Keeping Kilkenny in power

THE Powers of Carrickshock are no strangers to All-Ireland finals but Sunday’s events in Croke Park will be extra special even by their dizzyingly high standards.

Come lunchtime, John Power will run out with the rest of the Kilkenny minors before older brother Richie will do likewise with Brian Cody’s five-in-a-row chasers just after 3pm.

Lucky for their father, Richie Power Sr, then that he is not the nervous type and that he has his own All-Ireland final appearances and victories in the 1980s to fall back on should the excitement threaten to become too much.

“I’d be fairly quiet watching the games,” says Richie Sr. “I don’t get worked up by it.

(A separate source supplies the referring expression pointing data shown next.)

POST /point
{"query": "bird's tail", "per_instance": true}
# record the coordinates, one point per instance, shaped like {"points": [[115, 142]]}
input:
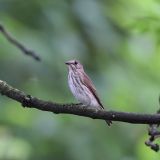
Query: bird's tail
{"points": [[108, 122]]}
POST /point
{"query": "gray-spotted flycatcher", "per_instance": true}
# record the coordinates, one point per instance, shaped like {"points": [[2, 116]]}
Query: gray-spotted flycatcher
{"points": [[82, 87]]}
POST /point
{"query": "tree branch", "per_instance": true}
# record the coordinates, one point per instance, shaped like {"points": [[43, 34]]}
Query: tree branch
{"points": [[18, 44], [76, 109]]}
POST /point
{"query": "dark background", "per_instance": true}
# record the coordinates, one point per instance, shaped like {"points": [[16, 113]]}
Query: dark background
{"points": [[118, 43]]}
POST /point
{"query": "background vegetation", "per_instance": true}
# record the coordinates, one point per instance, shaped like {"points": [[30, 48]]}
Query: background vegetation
{"points": [[118, 43]]}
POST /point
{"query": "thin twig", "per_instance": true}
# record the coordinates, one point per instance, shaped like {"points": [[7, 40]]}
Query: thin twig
{"points": [[18, 44], [76, 109]]}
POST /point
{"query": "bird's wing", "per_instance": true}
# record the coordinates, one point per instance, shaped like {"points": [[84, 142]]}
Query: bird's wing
{"points": [[88, 83]]}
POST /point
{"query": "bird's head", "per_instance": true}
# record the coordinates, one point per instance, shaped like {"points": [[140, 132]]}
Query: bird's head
{"points": [[74, 65]]}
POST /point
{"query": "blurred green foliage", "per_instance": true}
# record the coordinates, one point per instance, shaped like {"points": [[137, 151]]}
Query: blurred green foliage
{"points": [[118, 43]]}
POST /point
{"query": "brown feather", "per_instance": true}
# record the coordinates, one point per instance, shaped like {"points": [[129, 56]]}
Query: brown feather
{"points": [[88, 83]]}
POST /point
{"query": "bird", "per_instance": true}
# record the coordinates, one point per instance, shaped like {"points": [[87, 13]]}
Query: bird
{"points": [[82, 87]]}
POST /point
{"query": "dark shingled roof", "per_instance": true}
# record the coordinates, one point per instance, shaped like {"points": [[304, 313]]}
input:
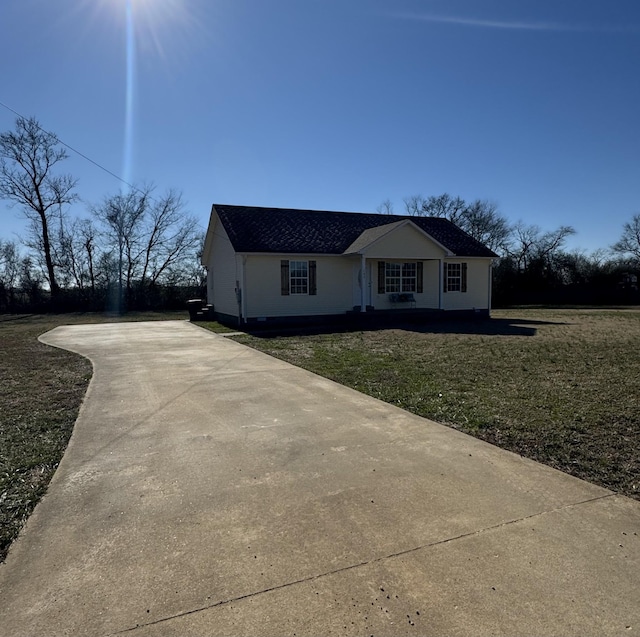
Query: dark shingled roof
{"points": [[285, 230]]}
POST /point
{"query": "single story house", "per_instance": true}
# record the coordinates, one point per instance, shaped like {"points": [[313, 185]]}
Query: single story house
{"points": [[266, 264]]}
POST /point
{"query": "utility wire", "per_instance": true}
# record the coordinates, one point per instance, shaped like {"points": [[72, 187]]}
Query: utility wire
{"points": [[77, 152]]}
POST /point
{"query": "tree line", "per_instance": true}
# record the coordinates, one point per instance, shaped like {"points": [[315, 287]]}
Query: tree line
{"points": [[534, 265], [136, 249]]}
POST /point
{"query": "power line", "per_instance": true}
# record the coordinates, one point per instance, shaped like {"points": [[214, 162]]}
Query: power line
{"points": [[71, 148]]}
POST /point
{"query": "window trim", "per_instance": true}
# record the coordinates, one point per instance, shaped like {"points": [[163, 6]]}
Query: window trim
{"points": [[412, 283], [454, 282], [290, 278]]}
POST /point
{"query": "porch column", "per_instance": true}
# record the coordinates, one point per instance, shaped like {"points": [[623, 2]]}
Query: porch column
{"points": [[363, 286]]}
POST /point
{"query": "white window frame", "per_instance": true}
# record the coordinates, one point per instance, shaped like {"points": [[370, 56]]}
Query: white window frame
{"points": [[298, 277], [454, 277], [400, 277]]}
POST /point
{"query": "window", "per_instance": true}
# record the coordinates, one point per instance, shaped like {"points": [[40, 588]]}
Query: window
{"points": [[455, 277], [298, 277], [399, 277]]}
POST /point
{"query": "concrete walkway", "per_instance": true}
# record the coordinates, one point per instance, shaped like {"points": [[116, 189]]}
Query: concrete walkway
{"points": [[209, 489]]}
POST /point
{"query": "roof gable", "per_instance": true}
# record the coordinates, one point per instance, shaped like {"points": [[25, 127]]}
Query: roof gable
{"points": [[406, 236], [287, 230]]}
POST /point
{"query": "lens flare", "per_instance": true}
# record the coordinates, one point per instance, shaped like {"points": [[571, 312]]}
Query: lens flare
{"points": [[127, 161]]}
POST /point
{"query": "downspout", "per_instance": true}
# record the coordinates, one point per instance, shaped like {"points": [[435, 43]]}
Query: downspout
{"points": [[490, 286], [363, 280], [244, 288], [440, 275]]}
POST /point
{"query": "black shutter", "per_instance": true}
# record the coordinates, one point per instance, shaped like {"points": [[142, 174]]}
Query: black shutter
{"points": [[381, 272], [463, 283], [284, 277], [445, 272], [312, 278]]}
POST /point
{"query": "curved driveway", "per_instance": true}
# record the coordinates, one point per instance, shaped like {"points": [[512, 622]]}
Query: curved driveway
{"points": [[210, 489]]}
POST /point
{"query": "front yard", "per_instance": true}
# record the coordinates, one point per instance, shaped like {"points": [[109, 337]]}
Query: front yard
{"points": [[558, 386]]}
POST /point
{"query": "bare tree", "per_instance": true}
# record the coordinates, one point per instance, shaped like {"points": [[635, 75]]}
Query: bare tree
{"points": [[9, 273], [484, 223], [444, 205], [414, 205], [28, 156], [77, 250], [150, 238], [529, 243], [629, 243], [385, 208]]}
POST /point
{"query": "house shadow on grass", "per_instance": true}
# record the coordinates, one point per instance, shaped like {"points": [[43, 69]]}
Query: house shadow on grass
{"points": [[480, 326]]}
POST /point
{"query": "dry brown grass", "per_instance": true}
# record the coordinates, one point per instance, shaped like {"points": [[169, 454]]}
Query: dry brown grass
{"points": [[558, 386], [41, 389]]}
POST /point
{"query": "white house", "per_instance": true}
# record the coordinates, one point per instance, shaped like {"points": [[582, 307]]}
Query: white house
{"points": [[275, 264]]}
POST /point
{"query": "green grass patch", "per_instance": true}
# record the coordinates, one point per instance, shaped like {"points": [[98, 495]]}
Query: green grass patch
{"points": [[41, 389], [558, 386]]}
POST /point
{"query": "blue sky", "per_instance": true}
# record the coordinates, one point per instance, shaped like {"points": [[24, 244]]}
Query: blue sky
{"points": [[340, 104]]}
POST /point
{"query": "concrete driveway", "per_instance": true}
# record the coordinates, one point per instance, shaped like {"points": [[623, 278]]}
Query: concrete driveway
{"points": [[209, 489]]}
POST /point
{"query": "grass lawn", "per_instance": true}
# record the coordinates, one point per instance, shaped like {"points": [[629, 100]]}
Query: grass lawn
{"points": [[560, 386], [41, 389]]}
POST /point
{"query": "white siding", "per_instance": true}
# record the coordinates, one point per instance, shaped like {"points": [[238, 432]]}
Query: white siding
{"points": [[477, 294], [263, 296], [405, 243], [224, 270]]}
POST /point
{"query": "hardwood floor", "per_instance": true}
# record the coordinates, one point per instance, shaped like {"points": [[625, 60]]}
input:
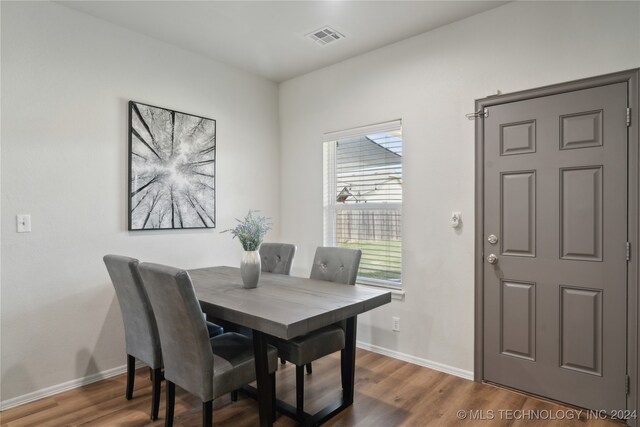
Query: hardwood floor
{"points": [[389, 392]]}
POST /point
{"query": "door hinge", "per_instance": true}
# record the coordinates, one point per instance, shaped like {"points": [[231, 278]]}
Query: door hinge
{"points": [[627, 385], [483, 112]]}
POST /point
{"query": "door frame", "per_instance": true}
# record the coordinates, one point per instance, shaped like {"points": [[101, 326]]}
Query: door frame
{"points": [[631, 77]]}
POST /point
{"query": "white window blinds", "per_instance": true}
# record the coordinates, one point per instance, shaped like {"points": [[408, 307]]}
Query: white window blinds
{"points": [[363, 198]]}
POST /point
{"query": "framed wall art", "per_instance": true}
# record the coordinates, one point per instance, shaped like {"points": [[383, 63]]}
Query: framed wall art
{"points": [[172, 169]]}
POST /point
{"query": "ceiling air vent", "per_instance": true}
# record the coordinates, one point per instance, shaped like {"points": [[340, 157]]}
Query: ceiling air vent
{"points": [[325, 36]]}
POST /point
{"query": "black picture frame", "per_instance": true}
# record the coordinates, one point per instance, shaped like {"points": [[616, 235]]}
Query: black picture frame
{"points": [[172, 169]]}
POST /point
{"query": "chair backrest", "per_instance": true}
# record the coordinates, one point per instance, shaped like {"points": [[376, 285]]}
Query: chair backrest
{"points": [[339, 265], [140, 329], [277, 257], [186, 349]]}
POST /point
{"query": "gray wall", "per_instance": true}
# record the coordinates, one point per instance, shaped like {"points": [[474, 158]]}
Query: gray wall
{"points": [[430, 81], [66, 81]]}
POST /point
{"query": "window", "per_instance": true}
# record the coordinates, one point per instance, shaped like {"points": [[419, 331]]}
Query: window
{"points": [[363, 199]]}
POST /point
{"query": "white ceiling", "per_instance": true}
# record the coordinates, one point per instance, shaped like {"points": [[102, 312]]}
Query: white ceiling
{"points": [[268, 37]]}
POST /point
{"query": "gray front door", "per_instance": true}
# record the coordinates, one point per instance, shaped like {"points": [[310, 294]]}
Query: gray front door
{"points": [[555, 189]]}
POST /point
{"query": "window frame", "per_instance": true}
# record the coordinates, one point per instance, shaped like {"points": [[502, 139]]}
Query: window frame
{"points": [[331, 206]]}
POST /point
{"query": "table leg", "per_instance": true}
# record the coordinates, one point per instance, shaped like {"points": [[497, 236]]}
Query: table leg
{"points": [[348, 362], [265, 395]]}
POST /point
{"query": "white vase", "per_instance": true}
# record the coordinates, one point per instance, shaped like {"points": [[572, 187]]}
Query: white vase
{"points": [[250, 268]]}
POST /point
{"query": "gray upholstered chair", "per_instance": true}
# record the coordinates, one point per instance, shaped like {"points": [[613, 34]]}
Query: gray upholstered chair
{"points": [[140, 330], [141, 333], [277, 257], [203, 366], [339, 265]]}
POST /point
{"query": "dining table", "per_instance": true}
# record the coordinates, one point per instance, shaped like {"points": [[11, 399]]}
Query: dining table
{"points": [[286, 307]]}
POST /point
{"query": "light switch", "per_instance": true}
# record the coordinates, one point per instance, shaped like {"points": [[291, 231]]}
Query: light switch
{"points": [[24, 223], [455, 219]]}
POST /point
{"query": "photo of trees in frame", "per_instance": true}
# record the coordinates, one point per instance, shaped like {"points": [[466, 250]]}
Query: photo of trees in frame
{"points": [[172, 168]]}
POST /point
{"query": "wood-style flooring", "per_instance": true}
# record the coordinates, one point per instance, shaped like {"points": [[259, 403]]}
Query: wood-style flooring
{"points": [[389, 393]]}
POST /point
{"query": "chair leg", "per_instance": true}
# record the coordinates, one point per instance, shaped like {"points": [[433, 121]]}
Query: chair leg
{"points": [[273, 401], [171, 400], [300, 389], [156, 378], [343, 370], [207, 414], [131, 375]]}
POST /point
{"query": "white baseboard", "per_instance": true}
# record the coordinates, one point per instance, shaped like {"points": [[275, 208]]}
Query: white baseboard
{"points": [[69, 385], [437, 366]]}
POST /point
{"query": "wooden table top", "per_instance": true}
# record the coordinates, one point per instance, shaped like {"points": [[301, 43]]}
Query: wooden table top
{"points": [[282, 306]]}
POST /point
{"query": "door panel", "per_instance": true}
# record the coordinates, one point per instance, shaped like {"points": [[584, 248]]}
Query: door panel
{"points": [[555, 188], [518, 201], [518, 312], [581, 213], [581, 330]]}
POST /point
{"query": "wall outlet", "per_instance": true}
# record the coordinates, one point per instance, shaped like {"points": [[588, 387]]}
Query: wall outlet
{"points": [[23, 223], [396, 323]]}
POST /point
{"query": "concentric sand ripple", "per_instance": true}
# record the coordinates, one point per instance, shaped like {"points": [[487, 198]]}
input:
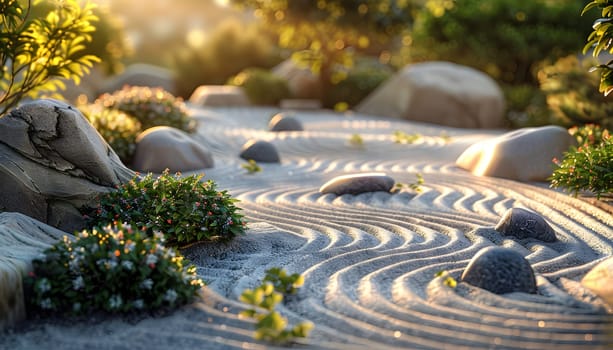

I find its best to try and relax as best you can. Hopefully, it will all go well for them.”

The Powers are just one branch to a tree that link Carrickshock with events in Dublin 3 as John Dalton, John Tennyson and Michael Rice will all join Richie Jr on the senior team bus.

“It is a great achievement,” says club secretary Bill Cassin. “We’re a small rural club with a small catchment area. A lot of our success is down to a man called Tom Duggan who has been principal in Mullinavat for the last 22 years.”

The club was founded with the amalgamation of Hugginstown and Knockmoylan in 1928, three years before the centenary of the ‘Battle of Carrickshock’ in which 17 people were killed in a dispute during the Tithe Wars.

Success came quickly with a junior championship a year later and the club hit the heights with a four-in-a-row of senior titles that has never been bettered – although Ballyhale equalled it in 2009 — between 1940 and 1943.

After the highs came the lows. The club fell into decline with the inception of the parish rule in 1953 and they were still playing junior in 1999 after which their fortunes took a turn for the better.

Many of the current crop were on hand when they returned to the senior ranks in the middle of the last decade and they reached a county championship semi-final two years ago.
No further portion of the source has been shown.